On the level of Lie algebras we have ${\mathfrak{gl}}(3;\mathbb{R}) = M_3(\mathbb{R})$, and ${\frak{so}}(3)$ consists of matrices $B\in M_3(\mathbb{R})$ with ${}^tB = -B$. Again the inclusion ${\frak{so}}(3)\subset {\mathfrak{gl}}(3;\mathbb{R})$ is the standard representation.
Now ${\frak{so}}(3)$ is three-dimensional, so once we identify it with $\mathbb{R}^3$ by picking an appropriate basis, the adjoint representation $X \mapsto \rm{ad}_X$, which is faithful, gives another injection ${\frak{so}}(3) \hookrightarrow M_3(\mathbb{R})=\mathfrak{gl}(3;\mathbb{R}).$
We want to show that if we pick the right isomorphism $\mathbb{R}^3 \simeq \mathfrak{so}(3)$, we get the same inclusion $\mathfrak{so}(3) \subset M_3(\mathbb{R})$. This is given by the hat map $u \mapsto \widehat{u}$, where
$$ u = \left(\begin{array}{c}x \\y \\ z\end{array}\right)\in \mathbb{R}^3,\ \ \ \widehat{u} = \left(\begin{array}{ccc} 0 & -z & y \\ z & 0 & -x \\ -y & x & 0\end{array}\right)\in \mathfrak{so}(3).$$
Let $X, Y\in \mathfrak{so}(3)$. Then $\mathrm{ad}_X(Y) = XY - YX$ as matrices in $M_3(\mathbb{R})$. We have to check that if $Y = \widehat{u}$, then $\mathrm{ad}_X(Y) = \widehat{X\cdot u}$. This can be checked on a basis of $\mathfrak{so}(3)$, so let $\epsilon_1 = \widehat{e_1}$, $\epsilon_2 = \widehat{e_2}$, $\epsilon_3 = \widehat{e_3}$. Then
\begin{align*} \mathrm{ad}_{\epsilon_1}(Y) &= \epsilon_1 \widehat{u} - \widehat{u} \epsilon_1 \\&= \left(\begin{array}{ccc} 0 & 0 & 0 \\ 0 & 0 & -1 \\ 0 & 1 & 0\end{array}\right) \left(\begin{array}{ccc} 0 & -z & y \\ z & 0 & -x \\ -y & x & 0\end{array}\right) -\left(\begin{array}{ccc} 0 & -z & y \\ z & 0 & -x \\ -y & x & 0\end{array}\right)\left(\begin{array}{ccc} 0 & 0 & 0 \\ 0 & 0 & -1 \\ 0 & 1 & 0\end{array}\right)\\ &=\left(\begin{array}{ccc} 0 & 0 & 0 \\ y & -x & 0 \\ z & 0 & -x\end{array}\right)-\left(\begin{array}{ccc} 0 & y & z \\ 0 & -x & 0 \\ 0 & 0 & -x\end{array}\right) = \left(\begin{array}{ccc} 0 & -y & -z \\ y & 0 & 0 \\ z & 0 & 0\end{array}\right) \end{align*}
and
$$ \epsilon_1 \cdot u = \left(\begin{array}{ccc} 0 & 0 & 0 \\ 0 & 0 & -1 \\ 0 & 1 & 0\end{array}\right)\left(\begin{array}{c}x \\y \\z \end{array}\right) = \left(\begin{array}{c}0 \\-z \\y \end{array}\right)$$
Indeed we have $\widehat{\epsilon_1 \cdot u} = \mathrm{ad}_{\epsilon_1}(\widehat{u})$. The other two basis vectors I will leave for you to enjoy working out. This shows the adjoint representation of $\mathfrak{so}(3)$ is equivalent to its standard representation. Since these come from the adjoint and standard representations of the group $SO(3)$, the latter are also equivalent.

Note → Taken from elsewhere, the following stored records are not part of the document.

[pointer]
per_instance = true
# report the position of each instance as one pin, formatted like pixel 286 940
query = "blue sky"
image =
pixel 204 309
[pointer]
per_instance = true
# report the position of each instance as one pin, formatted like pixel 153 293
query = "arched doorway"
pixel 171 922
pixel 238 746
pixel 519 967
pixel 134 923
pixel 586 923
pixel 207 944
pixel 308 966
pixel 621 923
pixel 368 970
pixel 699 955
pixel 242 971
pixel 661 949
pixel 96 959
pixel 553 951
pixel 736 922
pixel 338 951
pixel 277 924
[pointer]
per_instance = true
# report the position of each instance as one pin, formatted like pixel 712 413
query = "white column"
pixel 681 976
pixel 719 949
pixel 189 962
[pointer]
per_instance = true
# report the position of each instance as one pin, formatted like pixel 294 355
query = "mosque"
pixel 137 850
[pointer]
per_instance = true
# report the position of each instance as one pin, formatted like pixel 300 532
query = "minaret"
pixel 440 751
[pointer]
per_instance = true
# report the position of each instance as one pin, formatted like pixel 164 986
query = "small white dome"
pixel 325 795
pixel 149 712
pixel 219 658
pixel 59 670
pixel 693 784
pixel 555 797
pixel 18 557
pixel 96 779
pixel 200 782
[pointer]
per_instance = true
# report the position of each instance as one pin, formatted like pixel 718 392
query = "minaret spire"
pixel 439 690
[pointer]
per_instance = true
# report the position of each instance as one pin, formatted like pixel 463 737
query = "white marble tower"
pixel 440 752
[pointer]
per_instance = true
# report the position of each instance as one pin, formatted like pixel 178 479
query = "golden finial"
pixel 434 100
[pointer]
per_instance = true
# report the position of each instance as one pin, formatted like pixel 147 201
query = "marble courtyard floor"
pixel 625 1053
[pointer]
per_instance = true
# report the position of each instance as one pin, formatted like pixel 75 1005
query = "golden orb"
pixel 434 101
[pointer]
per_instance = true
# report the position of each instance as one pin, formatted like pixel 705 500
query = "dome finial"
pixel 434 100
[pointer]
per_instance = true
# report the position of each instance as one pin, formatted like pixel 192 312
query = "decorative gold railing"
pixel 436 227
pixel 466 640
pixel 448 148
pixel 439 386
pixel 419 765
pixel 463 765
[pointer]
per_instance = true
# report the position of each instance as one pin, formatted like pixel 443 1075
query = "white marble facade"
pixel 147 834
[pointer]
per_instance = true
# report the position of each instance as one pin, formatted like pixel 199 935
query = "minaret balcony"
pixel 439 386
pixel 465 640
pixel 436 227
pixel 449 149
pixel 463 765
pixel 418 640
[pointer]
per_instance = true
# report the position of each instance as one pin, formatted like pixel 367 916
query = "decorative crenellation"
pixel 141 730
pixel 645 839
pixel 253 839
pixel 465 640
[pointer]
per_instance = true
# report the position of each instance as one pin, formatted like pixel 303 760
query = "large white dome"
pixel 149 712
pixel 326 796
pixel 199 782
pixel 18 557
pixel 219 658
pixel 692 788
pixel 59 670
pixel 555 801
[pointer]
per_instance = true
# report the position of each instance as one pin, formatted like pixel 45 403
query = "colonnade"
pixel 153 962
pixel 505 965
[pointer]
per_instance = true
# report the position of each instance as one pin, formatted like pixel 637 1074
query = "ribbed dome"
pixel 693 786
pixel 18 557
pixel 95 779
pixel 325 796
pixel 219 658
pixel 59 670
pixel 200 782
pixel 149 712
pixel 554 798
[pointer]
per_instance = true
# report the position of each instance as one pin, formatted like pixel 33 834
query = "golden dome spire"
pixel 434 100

The connection with the cross product is not quite relevant for this problem, but I'll briefly mention it. $\mathbb{R}^3$ is isomorphic to $\mathfrak{so}(3)$ as we saw. The cross product gives a representation of $\mathbb{R}^3$ on itself. It so happens that under the hat map this is the same as the standard action of $\mathfrak{so}(3)$: we have $\epsilon_i\cdot u = e_i \times u$. By the above, it's also equivalent to the adjoint representation.